Over on Main Street, meanwhile, Regions Financial Corp. (RF) posted an EPS loss of -$0.21. Another regional bank, U.S. Bancorp (USB) also reported earnings this morning, and did much better. U.S. Bancorp reported diluted EPS of $0.34 on revenue of $4.3 billion.

Regions Financial posted pre-tax pre-provision net revenue of $413 million, barely half as much as the year ago quarter. The bank took an allowance for credit losses totalling $770 million, an improvement from the $1.18 billion provision it took in the previous quarter.

If one were to back out Goldman’s proprietary trading operation, the bank’s revenues for the quarter fall by $10.25 billion, to $2.53 billion, half that of U.S. Bancorp, which has no proprietary trading desk at all. As a traditional investment bank, Goldman is human-sized again.

The disparity between the reported results of Wall Street and Main Steet points out the different recovery rates of the US economy. Wall Street’s recovery is definitely V-shaped, driven primarily by proprietary trading, the very activity that contributed heavily to the economic crash to begin with. On Main Street, which did not take too large a hit at the beginning of the crash, the collapse of residential real estate prices has now found a new home in the commercial real estate loans that are the bread and butter of small and regional banks.

The return of huge profits from proprietary trading reflects nothing so much as a return to the belief that no matter how much risk a Goldman Sachs takes on, the federal government implicitly guarantees that risk because the government has proven on more than one occasion that a systemically critical bank like Goldman will not be allowed to fail. It is impossible to say the same thing about a Regions Financial or a U.S. Bancorp.

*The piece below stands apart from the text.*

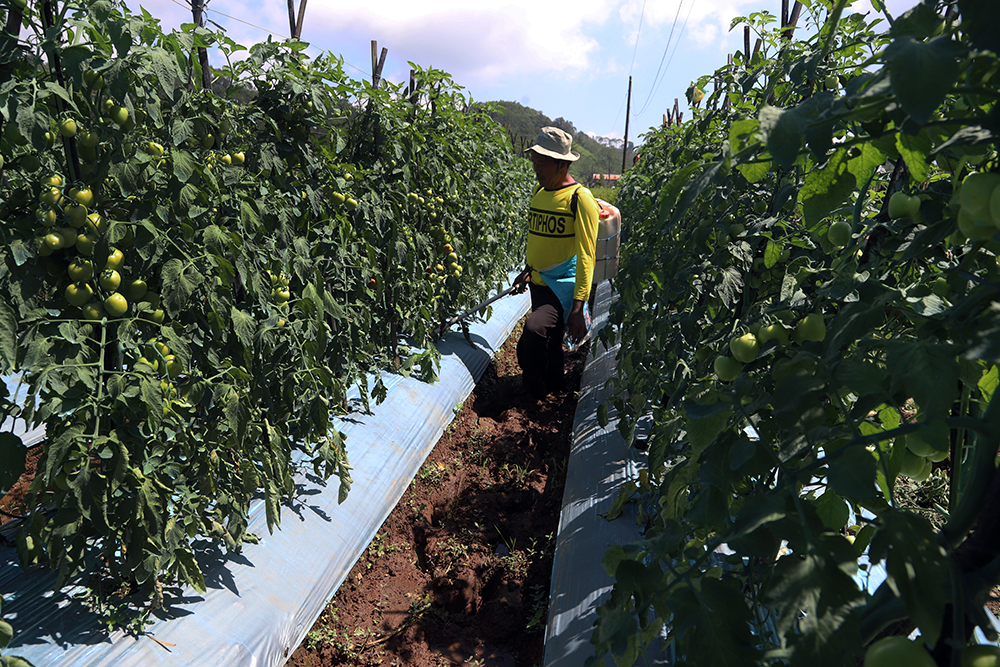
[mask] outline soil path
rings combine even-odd
[[[524,395],[515,330],[288,667],[542,664],[586,349]],[[361,493],[354,489],[352,493]]]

The Obama administration’s attempts to reform the US financial system does very little to address this inequity. The FDIC insures depositors in regional banks against a bank failure, but the bank and its shareholders are left with nothing.

For the ‘too big to fail’ banks, the bank’s continued existence is guaranteed, its management isn’t replaced, and life goes on. If one is unlucky enough to have bought some derivative instrument that failed, well, that’s not the bank’s fault. The buyer should have known better or read the prospectus more carefully or put his money under a mattress.

There are still a few rough quarters ahead for Regions, and other regional banks of its size. Credit losses will continue and the banks are just going to have to tough it out.